Despite the US having one of the world's largest nuclear arsenals, Carter insisted that potential "adversaries" aren't deterred by them anymore because they're pretty old, and conceivably some of them might not work. This too has been a recurring argument from the Pentagon.
Yet with the US arsenal large enough to exterminate the entire human race several times over, the possibility that a few percent of the bombs might ultimately be duds because they're old seems to have minimal logical impact on deterrence.
Will Boosting Spending on Nuclear Weapons Deter US Enemies?
Tim Johnson / McClatchy
WASHINGTON (November 3, 2016) -- The United States "can't wait any longer" to update its aging nuclear arsenal to keep it from becoming antiquated, Defense Secretary Ash Carter said Thursday.
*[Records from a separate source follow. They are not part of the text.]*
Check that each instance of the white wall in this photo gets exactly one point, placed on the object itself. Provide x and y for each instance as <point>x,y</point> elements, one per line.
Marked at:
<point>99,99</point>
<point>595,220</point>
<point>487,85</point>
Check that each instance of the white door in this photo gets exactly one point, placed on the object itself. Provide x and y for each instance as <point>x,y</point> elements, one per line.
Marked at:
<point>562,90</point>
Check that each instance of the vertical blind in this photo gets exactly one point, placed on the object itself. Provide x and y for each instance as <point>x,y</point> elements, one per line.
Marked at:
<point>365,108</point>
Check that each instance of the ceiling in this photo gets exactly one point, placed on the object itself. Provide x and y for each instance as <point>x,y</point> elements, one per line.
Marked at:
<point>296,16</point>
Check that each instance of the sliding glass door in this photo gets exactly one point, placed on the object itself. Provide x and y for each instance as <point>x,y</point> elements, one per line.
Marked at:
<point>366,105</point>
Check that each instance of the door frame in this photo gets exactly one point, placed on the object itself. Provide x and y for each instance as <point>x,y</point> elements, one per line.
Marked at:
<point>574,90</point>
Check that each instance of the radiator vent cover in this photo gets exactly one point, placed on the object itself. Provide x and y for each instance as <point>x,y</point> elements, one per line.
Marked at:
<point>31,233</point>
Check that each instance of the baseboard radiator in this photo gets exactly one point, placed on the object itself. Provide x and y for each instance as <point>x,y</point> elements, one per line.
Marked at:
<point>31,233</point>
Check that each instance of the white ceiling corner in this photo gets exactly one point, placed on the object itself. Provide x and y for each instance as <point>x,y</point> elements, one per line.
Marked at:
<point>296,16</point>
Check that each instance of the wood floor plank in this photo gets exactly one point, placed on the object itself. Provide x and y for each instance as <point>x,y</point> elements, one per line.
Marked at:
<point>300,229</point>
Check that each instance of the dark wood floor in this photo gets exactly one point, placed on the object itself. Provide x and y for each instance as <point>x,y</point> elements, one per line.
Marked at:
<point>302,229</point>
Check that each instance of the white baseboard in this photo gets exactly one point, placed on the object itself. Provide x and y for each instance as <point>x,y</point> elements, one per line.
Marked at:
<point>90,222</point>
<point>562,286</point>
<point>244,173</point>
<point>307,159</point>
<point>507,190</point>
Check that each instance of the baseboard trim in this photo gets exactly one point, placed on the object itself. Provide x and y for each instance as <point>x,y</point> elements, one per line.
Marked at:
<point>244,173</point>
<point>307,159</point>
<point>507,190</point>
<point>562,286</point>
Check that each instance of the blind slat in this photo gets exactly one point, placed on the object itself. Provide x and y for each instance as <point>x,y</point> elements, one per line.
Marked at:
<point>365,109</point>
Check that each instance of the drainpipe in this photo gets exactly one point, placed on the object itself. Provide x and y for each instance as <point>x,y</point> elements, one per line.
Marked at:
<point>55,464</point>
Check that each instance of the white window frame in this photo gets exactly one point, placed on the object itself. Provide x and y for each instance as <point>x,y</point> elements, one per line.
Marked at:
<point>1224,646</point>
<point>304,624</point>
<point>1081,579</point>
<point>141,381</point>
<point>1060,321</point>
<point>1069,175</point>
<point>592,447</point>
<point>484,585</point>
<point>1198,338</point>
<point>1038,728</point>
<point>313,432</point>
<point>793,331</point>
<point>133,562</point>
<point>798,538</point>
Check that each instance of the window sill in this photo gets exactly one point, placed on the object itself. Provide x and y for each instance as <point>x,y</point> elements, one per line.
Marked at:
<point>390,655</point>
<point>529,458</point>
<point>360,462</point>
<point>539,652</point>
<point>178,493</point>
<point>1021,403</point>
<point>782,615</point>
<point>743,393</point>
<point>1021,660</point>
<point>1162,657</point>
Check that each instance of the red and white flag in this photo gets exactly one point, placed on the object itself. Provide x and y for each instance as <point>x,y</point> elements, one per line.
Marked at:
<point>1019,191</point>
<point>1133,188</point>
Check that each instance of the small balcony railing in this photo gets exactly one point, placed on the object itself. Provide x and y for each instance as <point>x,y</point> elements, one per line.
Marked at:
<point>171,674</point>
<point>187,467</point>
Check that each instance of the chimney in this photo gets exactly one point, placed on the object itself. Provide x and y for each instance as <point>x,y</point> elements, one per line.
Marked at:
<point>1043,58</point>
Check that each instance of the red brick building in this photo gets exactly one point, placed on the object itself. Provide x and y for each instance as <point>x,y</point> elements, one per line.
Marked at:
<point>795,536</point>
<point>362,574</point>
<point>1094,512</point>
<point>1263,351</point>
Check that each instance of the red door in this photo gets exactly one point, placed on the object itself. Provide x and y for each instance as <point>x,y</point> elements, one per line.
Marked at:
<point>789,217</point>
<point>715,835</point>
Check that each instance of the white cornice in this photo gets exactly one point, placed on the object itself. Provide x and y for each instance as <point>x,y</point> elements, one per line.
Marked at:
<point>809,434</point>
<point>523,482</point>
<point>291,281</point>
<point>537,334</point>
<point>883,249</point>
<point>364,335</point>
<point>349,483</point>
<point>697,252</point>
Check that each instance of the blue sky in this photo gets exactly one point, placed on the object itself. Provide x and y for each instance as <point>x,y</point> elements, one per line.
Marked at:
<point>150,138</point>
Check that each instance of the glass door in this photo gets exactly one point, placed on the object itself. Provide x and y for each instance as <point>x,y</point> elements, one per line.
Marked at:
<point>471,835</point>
Carter, speaking at a ceremony at the headquarters of the US Strategic Command in Nebraska, called urgently for recapitalizing or replacing nuclear weapons delivered from land, air and sea "so they don't age into obsolescence."
Striving for a world free of nuclear weapons is a noble goal, Carter said, but may not be achievable in the short term, so the US government must "correct for decades of underinvestment" as a way to deter foes no longer afraid of its aged nuclear weapons.
For a quarter century, since the end of the Cold War, the Pentagon has made only "modest investments" in maintenance and sustainment of its nuclear arsenal, Carter said. "While we didn't build anything new for 25 years, and neither did our allies, others did -- including Russia, North Korea, China, Pakistan, India, and for a period of time, Iran," he said.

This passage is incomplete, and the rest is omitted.